Half of that time was spent in the United States, and the more recent half has been experienced from Guatemala. So there’s a lot to cover.
When I was in college, I spent a semester in Mexico. Before leaving, we were required to take a class to prepare us to study abroad. In the class, we spent a majority of the time discussing culture shock. Part of that discussion was devoted to something called re-entry shock which some people experience coming back from study abroad. Basically when you suffer re-entry shock, you come home to your family and friends after this amazing experience and you feel like you’ve grown and changed as a person and are suddenly different from those you used to be so close to. You may feel like no one wants to hear about your experiences, even though that’s all you want to talk about. And so it can be frustrating.
I never experienced re-entry shock after my study abroad or upon coming home from Puerto Rico.
I think, though, that coming home from Guatemala this winter, I felt the first traces of that “re-entry shock.” For the first time ever, I felt like I had so much to say, and some people just weren’t asking the right questions. I could have supplied the questions for them. I had so many stories to tell! But something kept me from steering the conversation to myself too often in those situations. Sometimes I did feel frustrated, and I finally feel like I have an understanding of what we talked about in that study abroad class.
Of course, mostly my trip home was just good. I caught up with many good friends and family members, and plenty of people did ask the right questions, and I told quite a few of my stories in the 17 days I was home. I saw some friends I don’t always get the pleasure to hang out with, and I spent lots of time with those whom I *need* to see every time I’m home. And when the time came to fly back to Guatemala, I found myself wishing for just a day or two more in Wisconsin.
It’s a blessed thing, then, that sometimes you need to leave a place to realize just how much you love it.
I knew I loved my life in Guatemala last fall. I feel like my friends must be sick of my gushing answer to the question, “How do you like it?” “Oh, everything is so wonderful! The school, the people, the country, just everything.” I think part of my "frustration" over break sometimes came from feeling like that's all that I said to many people, without explaining what life is really like. But when I got back here almost two weeks ago, everything I love about being here was reinforced in full force.
I love my house, with its open spaces and wide windows and white walls comfortable furniture.
I love the weather. (Seriously… 75F and sunny during the day, down to 55F at night to sleep? You can’t tell me that’s not just about perfect for anyone).

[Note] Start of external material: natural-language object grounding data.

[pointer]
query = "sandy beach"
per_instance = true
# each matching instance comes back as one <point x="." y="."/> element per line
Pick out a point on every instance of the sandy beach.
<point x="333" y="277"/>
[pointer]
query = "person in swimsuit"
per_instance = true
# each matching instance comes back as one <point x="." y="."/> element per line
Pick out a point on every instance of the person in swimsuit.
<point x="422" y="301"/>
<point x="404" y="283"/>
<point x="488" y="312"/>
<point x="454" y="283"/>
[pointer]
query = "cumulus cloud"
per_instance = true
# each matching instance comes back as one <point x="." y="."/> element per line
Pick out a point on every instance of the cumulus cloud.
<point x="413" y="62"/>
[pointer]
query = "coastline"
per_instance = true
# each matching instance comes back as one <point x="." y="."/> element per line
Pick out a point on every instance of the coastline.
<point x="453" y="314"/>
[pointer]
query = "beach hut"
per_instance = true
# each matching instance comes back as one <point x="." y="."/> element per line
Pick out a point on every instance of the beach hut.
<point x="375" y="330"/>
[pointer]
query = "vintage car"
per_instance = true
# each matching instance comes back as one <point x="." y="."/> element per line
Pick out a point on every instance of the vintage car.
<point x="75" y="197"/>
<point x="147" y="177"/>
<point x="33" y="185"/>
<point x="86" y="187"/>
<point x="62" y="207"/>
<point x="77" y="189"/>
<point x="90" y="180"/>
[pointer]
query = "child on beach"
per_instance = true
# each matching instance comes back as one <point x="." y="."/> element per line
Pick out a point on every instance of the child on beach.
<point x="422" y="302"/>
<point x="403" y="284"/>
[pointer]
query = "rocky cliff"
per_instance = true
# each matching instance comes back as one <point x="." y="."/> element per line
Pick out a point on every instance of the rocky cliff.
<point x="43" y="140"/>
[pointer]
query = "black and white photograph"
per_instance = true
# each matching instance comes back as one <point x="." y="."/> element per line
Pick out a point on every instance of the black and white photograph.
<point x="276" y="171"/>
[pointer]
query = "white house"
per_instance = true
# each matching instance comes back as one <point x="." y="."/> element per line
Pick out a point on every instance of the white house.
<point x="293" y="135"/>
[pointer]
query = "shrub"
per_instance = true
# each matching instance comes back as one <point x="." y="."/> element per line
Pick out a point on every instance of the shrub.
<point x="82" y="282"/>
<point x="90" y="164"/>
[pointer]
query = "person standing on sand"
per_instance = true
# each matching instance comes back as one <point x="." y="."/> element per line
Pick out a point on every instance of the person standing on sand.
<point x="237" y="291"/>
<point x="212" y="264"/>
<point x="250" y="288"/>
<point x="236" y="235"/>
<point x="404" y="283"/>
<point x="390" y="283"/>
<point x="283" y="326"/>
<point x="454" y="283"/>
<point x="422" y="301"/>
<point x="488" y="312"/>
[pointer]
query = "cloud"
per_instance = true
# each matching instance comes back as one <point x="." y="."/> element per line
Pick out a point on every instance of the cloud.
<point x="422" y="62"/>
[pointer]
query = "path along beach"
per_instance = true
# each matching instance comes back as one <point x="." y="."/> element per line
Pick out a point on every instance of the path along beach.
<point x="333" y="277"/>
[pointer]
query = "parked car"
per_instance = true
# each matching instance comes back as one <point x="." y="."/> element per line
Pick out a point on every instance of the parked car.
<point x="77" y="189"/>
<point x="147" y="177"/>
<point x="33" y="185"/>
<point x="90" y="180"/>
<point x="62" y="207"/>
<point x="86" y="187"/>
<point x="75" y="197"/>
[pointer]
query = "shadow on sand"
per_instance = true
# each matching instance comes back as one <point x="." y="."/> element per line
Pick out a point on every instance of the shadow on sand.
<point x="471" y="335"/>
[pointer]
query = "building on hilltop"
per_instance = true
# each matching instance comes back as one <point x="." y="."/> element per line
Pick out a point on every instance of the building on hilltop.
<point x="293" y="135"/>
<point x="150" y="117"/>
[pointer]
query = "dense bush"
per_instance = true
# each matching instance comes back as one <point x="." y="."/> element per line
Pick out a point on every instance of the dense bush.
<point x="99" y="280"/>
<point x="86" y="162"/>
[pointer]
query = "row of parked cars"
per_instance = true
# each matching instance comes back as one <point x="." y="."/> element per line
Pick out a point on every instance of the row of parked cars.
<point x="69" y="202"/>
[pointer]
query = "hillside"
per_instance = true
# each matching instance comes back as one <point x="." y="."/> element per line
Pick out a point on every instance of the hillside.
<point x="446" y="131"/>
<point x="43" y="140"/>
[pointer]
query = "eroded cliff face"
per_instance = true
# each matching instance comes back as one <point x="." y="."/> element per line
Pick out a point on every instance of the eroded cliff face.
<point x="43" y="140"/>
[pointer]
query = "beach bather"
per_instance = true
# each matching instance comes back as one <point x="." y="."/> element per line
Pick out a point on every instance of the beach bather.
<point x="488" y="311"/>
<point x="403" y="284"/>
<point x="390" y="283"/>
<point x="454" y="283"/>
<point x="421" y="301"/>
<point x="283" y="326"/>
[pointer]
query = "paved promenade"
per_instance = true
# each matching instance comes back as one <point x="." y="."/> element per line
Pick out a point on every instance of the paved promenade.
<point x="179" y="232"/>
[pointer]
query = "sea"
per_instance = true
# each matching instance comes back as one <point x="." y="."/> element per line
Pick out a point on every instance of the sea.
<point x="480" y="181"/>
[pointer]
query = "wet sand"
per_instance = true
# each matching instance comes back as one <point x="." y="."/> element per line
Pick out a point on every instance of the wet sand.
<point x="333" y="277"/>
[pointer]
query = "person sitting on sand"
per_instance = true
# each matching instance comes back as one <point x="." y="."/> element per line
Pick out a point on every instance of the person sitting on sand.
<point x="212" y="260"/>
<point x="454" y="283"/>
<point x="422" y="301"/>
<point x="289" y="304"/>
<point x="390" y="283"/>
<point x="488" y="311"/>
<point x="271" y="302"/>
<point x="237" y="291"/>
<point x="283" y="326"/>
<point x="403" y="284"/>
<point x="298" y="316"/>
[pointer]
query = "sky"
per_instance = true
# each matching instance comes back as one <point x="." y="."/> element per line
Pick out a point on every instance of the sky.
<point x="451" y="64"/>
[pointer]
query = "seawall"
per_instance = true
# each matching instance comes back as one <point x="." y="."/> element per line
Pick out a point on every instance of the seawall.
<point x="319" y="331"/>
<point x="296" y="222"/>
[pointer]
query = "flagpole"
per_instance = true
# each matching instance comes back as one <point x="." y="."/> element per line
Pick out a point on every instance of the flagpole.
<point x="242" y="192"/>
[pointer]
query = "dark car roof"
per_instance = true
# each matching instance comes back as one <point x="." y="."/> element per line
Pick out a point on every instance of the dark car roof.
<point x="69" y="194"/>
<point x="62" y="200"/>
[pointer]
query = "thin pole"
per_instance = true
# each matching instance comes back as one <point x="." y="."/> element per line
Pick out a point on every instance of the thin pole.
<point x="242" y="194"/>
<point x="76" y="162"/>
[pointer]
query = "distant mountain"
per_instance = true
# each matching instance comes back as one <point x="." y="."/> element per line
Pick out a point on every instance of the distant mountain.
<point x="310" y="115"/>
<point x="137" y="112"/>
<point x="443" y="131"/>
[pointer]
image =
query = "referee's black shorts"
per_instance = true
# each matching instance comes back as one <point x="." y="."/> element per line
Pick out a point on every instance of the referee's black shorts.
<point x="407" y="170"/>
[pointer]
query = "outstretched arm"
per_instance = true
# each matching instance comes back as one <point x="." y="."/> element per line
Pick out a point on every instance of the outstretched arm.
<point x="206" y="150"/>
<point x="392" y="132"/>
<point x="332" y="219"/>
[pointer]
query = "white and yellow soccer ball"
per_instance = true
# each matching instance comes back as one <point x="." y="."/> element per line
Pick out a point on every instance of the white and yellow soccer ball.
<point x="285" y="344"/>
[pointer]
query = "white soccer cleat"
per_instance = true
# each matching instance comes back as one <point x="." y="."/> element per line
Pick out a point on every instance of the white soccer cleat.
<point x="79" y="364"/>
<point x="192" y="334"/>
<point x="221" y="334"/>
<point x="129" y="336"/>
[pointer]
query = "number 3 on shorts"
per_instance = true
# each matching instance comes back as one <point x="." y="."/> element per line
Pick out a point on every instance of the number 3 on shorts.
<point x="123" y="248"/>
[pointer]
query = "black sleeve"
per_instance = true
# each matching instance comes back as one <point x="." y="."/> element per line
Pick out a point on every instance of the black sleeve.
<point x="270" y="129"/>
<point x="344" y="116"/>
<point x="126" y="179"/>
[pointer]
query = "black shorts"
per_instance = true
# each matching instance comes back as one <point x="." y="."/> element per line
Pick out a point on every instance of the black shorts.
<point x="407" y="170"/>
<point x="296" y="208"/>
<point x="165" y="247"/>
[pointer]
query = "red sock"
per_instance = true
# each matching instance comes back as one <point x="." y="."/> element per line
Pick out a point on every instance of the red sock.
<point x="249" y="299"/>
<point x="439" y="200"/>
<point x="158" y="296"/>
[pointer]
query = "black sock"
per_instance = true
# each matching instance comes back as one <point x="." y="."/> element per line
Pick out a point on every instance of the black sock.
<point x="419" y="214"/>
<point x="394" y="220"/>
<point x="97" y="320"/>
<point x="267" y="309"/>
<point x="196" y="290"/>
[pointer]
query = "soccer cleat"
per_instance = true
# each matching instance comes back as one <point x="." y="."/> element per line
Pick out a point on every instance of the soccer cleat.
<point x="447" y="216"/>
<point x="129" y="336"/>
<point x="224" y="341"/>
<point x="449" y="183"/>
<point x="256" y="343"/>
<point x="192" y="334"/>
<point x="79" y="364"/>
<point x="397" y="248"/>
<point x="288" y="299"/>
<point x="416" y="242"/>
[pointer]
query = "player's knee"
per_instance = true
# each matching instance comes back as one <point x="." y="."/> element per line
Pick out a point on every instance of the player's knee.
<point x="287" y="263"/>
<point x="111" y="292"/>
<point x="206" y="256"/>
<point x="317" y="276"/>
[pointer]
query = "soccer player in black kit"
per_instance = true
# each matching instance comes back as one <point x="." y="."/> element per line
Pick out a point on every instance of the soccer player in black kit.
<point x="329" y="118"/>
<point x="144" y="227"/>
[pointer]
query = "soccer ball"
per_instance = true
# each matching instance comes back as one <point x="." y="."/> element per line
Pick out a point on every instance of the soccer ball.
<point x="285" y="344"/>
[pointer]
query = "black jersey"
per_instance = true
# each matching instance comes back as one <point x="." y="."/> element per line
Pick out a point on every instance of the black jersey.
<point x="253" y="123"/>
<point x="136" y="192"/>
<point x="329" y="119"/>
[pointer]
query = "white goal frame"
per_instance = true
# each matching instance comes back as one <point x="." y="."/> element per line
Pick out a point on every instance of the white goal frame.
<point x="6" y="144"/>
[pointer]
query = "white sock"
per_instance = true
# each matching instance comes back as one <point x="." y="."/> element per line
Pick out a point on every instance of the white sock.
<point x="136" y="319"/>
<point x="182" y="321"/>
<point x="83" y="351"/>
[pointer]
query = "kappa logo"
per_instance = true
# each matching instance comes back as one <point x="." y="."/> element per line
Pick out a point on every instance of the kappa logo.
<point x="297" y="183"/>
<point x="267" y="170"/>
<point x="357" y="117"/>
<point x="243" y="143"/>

I love my community of friends. My first night back, I spent almost 2 hours unpacking and chatting on facebook with friends in the city who were eager to hear I was in the city again. The next morning, I went out to breakfast with a friend, then met up with others to play Ultimate Frisbee, spent the afternoon shopping with another friend, and ate dinner with two of my neighbors. I so rarely spend more than a few hours alone in my house. There is always something going on, always someone who wants to hang out if you’re up for it.
I love my school. I love the beauty of the campus, the friendliness of the teachers, the innocence of my students, the time I have to plan and grade.

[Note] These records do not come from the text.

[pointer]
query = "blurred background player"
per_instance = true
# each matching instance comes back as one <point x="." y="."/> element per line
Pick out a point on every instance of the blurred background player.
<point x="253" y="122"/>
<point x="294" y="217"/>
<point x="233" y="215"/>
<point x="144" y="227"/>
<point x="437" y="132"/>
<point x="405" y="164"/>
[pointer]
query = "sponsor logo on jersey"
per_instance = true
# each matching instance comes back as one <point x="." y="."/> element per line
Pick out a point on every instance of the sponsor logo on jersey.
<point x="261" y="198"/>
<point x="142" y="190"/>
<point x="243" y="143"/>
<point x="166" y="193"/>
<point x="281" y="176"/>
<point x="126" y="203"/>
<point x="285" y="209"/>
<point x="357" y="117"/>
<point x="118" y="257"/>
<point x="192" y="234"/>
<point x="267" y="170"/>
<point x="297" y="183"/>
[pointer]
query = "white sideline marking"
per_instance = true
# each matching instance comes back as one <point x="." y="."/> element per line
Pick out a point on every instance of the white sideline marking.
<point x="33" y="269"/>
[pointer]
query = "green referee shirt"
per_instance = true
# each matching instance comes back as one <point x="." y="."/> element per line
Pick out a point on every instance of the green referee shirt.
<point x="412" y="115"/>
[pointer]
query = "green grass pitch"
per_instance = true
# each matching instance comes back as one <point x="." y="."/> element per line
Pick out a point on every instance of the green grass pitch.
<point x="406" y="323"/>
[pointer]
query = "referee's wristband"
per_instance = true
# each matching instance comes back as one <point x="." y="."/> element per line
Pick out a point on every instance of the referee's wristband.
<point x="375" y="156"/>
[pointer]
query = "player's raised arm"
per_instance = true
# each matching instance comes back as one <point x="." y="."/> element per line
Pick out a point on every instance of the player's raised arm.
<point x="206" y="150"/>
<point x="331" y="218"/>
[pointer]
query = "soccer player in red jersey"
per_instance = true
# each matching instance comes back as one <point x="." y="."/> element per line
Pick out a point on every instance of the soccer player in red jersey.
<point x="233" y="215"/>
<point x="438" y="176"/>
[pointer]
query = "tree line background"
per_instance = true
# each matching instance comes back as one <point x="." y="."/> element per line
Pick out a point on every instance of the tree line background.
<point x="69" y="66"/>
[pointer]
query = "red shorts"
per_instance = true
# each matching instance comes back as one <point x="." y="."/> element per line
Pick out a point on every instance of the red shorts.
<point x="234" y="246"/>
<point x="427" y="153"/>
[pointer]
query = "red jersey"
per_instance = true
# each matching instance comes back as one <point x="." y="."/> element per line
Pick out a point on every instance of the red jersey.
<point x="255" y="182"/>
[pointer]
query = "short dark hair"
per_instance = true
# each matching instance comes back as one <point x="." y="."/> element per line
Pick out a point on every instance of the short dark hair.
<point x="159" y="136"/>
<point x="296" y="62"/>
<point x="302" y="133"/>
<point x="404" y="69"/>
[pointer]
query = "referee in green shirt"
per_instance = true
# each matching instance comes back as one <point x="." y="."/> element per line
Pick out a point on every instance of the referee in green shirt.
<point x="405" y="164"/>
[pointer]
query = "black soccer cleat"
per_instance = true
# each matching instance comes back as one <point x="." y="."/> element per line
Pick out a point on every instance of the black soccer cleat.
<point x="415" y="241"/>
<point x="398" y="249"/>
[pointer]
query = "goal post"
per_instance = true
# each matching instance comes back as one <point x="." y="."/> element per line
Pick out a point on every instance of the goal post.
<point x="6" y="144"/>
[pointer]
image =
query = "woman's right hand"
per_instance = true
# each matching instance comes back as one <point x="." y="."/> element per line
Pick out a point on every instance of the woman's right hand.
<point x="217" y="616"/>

I love that I can afford to buy fresh flowers, and that my house is always clean thanks to the wonderful woman who mops up after me each week.
I love going dancing on Friday nights, and going for long runs in the woods on Saturday mornings.
I love buying 12 bananas in the grocery store for less than $1.
I love it all.
I just love life.
So yes, this turned sappy, and I apologize for that. But it was good to be home, and it's good to be back, and I am a happy girl.